The server will be getting hardware changes this evening starting at 10pm NZDT.
The site will be off line for some hours.
The cycleway doesn’t seem to be helping.
http://www.stuff.co.nz/national/3414199/Kiwi-wages-slip-further-behind
Wages dropping, just as JK said he would like to see.
“Last month Bryers pleaded guilty to 31 charges brought by the Ministry of Economic Development but is unlikely to face a jail term.” from today Herald.
Perhaps cases like this if found guilty they should be sentenced to 2 yrs, with good behaviour serve 6-12 months. But as I understand people like Bryers would be reminded of there crime everytime they wish to travel overseas. The investors are serving a life sentence of some description so shouldn’t the like of Bryers?
VOR- re NAT aspirational goal to close Kiwi/Aussie wage gap
One definition of aspiration-
using a partial vacuum to draw up gas
http://www.flowmeterdirectory.com/sensor_terminology_a.html
Go the Phoenix!
Stev Keen has this to say about the present GFC:
Personally, I’m in two minds about this. Printing more money doesn’t create any more wealth and neither does government or private borrowing. What it does is produce the illusion of wealth which then needs to be paid for by economic growth that is, for all intents and purposes, impossible (see my comment here). At the same time I’m quite aware of how many people will be much worse off if nothing is done and the normal practice is to borrow.
What I think would be a better option would be to increase the tax take by creating a new tax bracket somewhere between $200k to $250k @ 50%. Use the increased government income to supplement low wages and bring back penal rates @ about 30 hours per week. This should get people back into work as well as ensuring that they have enough to live on.
Gah, that link should have been this one.
Unless of course, as Keen also discusses, the Chartalists are right, that if the govt simply printed money, free of interest, that was used primarily to pay down excessive private debt…then essentially the root cause of problem could be made to go away.
Like the biblical idea of a debt jubliee.
Even if the government simply printed money you would still need taxes to remove excessive amounts of money and if the government did that then they would have to do one other thing – they would have to ban charging or paying interest. I do think that the general idea could work though. The government pays, with printed money, for the services and infrastructure needed to maintain and improve the community (would include a bank, telecommunications, factories, ie, the big stuff that an individual can’t afford). That money would then filter out through private services (the small stuff that an individual can afford) to the wider populace some of which would return through taxes. You probably wouldn’t need, or want, income taxes though.

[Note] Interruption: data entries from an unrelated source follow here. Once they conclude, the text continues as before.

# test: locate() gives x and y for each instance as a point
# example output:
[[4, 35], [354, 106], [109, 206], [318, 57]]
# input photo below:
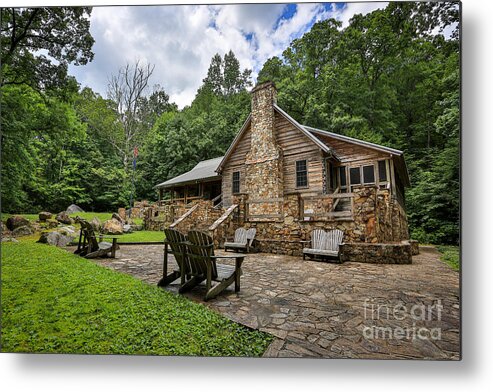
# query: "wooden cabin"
[[286, 179], [202, 182]]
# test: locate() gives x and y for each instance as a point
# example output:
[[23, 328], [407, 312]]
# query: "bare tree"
[[127, 90]]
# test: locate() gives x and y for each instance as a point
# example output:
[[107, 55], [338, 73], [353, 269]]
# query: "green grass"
[[56, 302], [30, 217], [102, 216], [450, 255]]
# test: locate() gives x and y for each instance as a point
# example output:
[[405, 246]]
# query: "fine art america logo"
[[402, 322]]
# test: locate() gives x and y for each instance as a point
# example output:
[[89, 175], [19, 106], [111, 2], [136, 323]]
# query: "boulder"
[[118, 218], [22, 231], [122, 214], [67, 230], [72, 208], [8, 239], [44, 216], [50, 238], [16, 221], [63, 217], [4, 229], [96, 224], [51, 223], [113, 226], [55, 238]]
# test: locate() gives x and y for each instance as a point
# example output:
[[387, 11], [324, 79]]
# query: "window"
[[236, 182], [342, 177], [369, 174], [301, 174], [355, 175], [382, 171]]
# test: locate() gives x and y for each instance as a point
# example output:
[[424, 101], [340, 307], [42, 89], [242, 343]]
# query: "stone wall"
[[263, 165], [399, 253], [371, 223], [201, 216]]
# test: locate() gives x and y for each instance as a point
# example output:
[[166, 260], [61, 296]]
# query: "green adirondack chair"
[[203, 266], [174, 244]]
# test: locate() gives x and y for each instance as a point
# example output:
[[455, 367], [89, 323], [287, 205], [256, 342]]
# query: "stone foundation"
[[376, 253]]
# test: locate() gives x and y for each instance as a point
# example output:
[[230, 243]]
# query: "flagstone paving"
[[316, 309]]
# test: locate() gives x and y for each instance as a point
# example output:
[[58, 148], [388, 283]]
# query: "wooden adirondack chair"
[[243, 240], [88, 245], [174, 244], [203, 266], [324, 244]]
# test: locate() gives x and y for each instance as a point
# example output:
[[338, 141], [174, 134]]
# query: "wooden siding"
[[236, 162], [296, 146], [350, 152]]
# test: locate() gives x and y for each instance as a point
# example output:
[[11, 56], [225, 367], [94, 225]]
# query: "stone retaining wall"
[[399, 253]]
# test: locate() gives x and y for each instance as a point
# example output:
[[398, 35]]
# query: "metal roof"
[[353, 140], [202, 171]]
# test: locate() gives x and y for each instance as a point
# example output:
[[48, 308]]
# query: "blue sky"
[[181, 40]]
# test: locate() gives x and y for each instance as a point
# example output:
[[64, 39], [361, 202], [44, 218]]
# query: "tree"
[[127, 90], [26, 33]]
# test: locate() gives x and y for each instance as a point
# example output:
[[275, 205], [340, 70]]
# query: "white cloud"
[[181, 40]]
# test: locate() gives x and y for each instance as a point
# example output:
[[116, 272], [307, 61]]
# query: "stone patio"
[[315, 309]]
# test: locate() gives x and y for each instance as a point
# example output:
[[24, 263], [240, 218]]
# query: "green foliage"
[[56, 302], [451, 256], [387, 78], [63, 32]]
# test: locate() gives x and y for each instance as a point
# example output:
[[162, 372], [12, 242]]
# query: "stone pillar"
[[263, 174]]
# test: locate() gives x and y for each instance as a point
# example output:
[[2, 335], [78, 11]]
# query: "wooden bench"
[[243, 240], [324, 244]]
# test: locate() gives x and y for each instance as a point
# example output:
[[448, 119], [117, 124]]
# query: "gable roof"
[[311, 133], [401, 163], [204, 170], [247, 122]]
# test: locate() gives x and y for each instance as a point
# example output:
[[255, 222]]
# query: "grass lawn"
[[450, 255], [56, 302], [102, 216]]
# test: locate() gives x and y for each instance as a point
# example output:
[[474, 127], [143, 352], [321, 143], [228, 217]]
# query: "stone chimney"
[[263, 165], [263, 141]]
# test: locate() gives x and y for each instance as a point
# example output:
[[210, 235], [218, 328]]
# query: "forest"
[[391, 77]]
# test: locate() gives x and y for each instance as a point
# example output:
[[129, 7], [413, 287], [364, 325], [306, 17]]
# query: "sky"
[[180, 40]]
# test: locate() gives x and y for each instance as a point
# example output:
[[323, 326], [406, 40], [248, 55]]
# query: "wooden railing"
[[277, 203]]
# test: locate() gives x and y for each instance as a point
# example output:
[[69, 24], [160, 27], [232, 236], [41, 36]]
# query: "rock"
[[113, 226], [22, 231], [118, 218], [67, 230], [96, 224], [72, 208], [55, 238], [44, 216], [16, 221], [51, 223], [63, 217], [50, 238], [122, 214], [4, 229], [8, 239]]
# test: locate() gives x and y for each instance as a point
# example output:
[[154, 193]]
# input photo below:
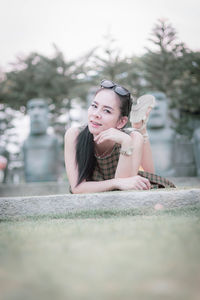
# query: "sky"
[[77, 26]]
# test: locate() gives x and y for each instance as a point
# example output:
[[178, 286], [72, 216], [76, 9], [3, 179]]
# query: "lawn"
[[135, 254]]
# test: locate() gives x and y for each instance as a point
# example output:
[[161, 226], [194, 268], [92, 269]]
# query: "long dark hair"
[[85, 157]]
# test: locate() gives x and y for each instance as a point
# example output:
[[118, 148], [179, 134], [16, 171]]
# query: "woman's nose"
[[97, 113]]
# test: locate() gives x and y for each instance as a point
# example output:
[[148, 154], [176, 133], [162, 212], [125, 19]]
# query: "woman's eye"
[[94, 105]]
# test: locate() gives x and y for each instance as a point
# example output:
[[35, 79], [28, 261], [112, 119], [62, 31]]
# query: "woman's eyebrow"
[[106, 106]]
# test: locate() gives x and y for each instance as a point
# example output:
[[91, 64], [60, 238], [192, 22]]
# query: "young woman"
[[102, 156]]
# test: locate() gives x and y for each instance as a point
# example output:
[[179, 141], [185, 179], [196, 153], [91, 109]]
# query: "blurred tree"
[[173, 69], [40, 76], [161, 63], [111, 64]]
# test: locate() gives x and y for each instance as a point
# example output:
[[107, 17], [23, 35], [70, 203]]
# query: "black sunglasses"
[[120, 90]]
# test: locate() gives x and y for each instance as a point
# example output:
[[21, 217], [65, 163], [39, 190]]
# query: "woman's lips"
[[95, 124]]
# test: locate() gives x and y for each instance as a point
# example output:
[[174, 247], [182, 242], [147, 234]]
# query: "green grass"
[[134, 254]]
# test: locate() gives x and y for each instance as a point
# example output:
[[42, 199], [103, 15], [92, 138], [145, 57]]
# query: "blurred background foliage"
[[168, 66]]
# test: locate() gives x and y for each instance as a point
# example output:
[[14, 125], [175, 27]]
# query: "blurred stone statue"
[[161, 136], [196, 138], [41, 150]]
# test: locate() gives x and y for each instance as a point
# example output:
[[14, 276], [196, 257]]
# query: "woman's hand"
[[114, 135], [133, 183]]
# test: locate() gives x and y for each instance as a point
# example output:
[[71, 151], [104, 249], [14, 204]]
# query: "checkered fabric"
[[106, 167]]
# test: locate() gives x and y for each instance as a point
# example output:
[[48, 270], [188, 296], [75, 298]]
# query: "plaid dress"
[[106, 167]]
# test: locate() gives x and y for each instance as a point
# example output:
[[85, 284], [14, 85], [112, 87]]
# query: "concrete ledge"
[[118, 200]]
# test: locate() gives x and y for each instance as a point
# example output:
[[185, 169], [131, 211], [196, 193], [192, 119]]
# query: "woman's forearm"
[[147, 158], [95, 186]]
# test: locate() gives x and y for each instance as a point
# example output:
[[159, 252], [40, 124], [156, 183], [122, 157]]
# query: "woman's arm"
[[129, 165], [147, 158], [136, 182]]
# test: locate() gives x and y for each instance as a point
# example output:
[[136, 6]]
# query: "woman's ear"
[[122, 122]]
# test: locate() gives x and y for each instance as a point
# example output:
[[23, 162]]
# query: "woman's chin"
[[94, 129]]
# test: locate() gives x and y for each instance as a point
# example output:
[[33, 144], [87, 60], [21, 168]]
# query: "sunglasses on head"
[[120, 90]]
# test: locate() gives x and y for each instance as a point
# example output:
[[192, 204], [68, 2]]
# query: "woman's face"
[[104, 112]]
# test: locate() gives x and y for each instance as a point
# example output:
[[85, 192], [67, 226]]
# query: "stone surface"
[[59, 188], [13, 207]]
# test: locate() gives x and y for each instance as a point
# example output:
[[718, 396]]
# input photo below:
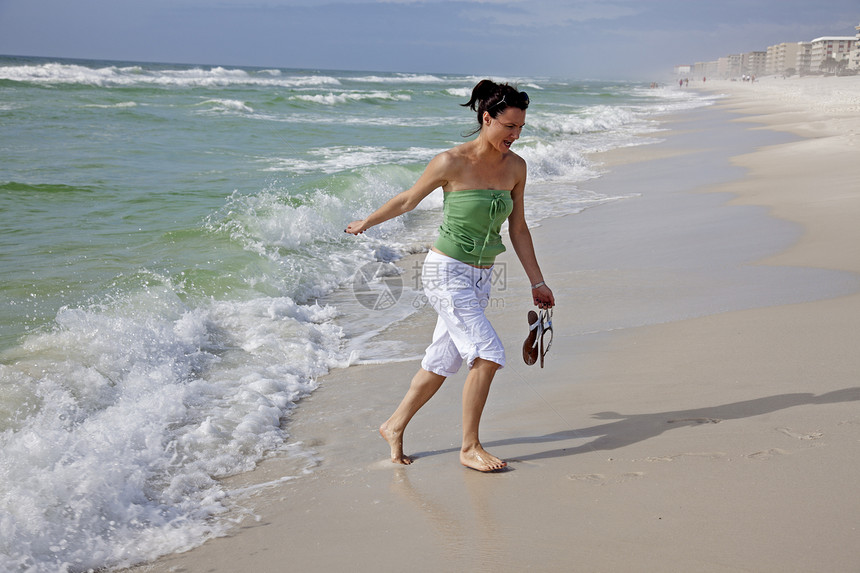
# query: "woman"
[[483, 183]]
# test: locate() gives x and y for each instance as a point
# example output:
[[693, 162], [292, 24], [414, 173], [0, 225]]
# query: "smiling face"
[[504, 129]]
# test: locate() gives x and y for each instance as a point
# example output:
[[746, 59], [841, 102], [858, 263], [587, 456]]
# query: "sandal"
[[544, 328], [530, 346]]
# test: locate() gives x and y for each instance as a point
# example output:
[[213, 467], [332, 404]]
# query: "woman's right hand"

As for the jubilee idea – as I said when the GFC hit that the best thing the governments of the world could have done was forgive all debt. Instead, they bailed out the big banks and failed the small people by making even more debt.
forget 200k +, start a new 50% tax bracket at $100k then perhaps those earning it might begin to consider if the job they are paid for is really worth doing for only half the money?
but let’s face the truth and admit they would only find new creative ways to funnel the income so they get it all anyway
and yes i am that cynical these days,
a four year old could tell you the system is complicit and corrupt
Agreed, the system is complicit and corrupt. It was, after all, designed by the capitalists to benefit capitalists and it’s only the capitalists that get to funnel the money in interesting ways so that they pay minimal tax. Workers certainly don’t get to claim tax deductions on their expenses of going to work. I suspect you’ll find that there are very few jobs that pay $200k+ per year either.
And then you’re making the basic mistake of thinking that the 50% would apply to the whole income. If the new tax bracket was set at $200k then anyone earning $200k wouldn’t pay a cent extra in tax.